Catia Censi è invece il direttore artistico della rassegna nonché uno dei più importanti punti di riferimento per l’organizzazione da dieci anni. “La rassegna si è sviluppata nel corso delle edizioni, in corrispondenza ai cambiamenti che si sono verificati nella scuola: all’inizio veniva valorizzata l’esibizione, oggi invece, con l’introduzione di una didattica di progettualità ci interessa cogliere l’evoluzione dei piani di lavoro avviati nelle classi. Quella del palco del teatro Piermarini è una vetrina di progetti in cui le scuole si incontrano e confrontano: noi accogliamo i loro lavori e li analizziamo e questo è rilevante ai fini della valutazione delle esibizioni.” Piacevolmente colpita dalle esibizioni di questa mattina, il direttore artistico commenta: “Ho visto dei bellissimi progetti, hanno suscitato un grande entusiasmo.
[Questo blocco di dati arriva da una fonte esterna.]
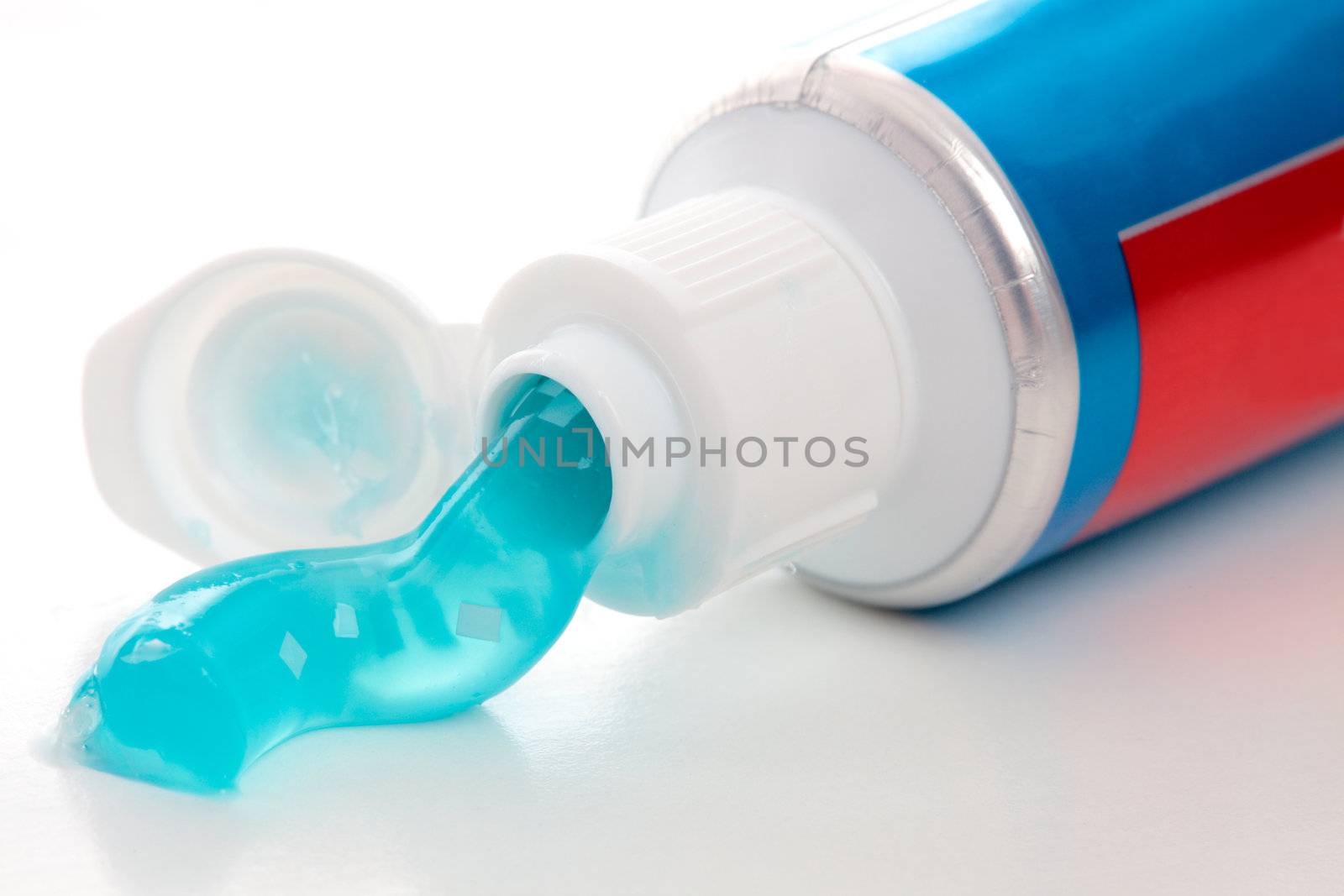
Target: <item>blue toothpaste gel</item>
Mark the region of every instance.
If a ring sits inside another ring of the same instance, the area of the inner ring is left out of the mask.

Durante l’esibizione dei ragazzi del Liceo di Camerino c’era tutto il teatro che ballava: è stato un momento estremamente positivo, si sono rivelati un esempio per i bambini.”La giuria che valuta le scuole in gara assegnerà tre premi, uno per ciascun livello tra elementari, medie e superiori. “La giuria quest’anno è il nostro fiore all’occhiello: è composta di membri la cui competenza è riconosciuta nel panorama internazionale. La presenza della docente di Pedagogia della Musica all’Università di Madrid Andrea Gilardez inoltre ci onora particolarmente.” I premi verranno assegnati sulla base di due indicatori: la valutazione del progetto e l’esibizione sul palco. Ciò che emerge però più della competizione, è che quello di questi giorni sia “un grande momento di gioco e felicità”, proprio come Catia Censi descrive la rassegna.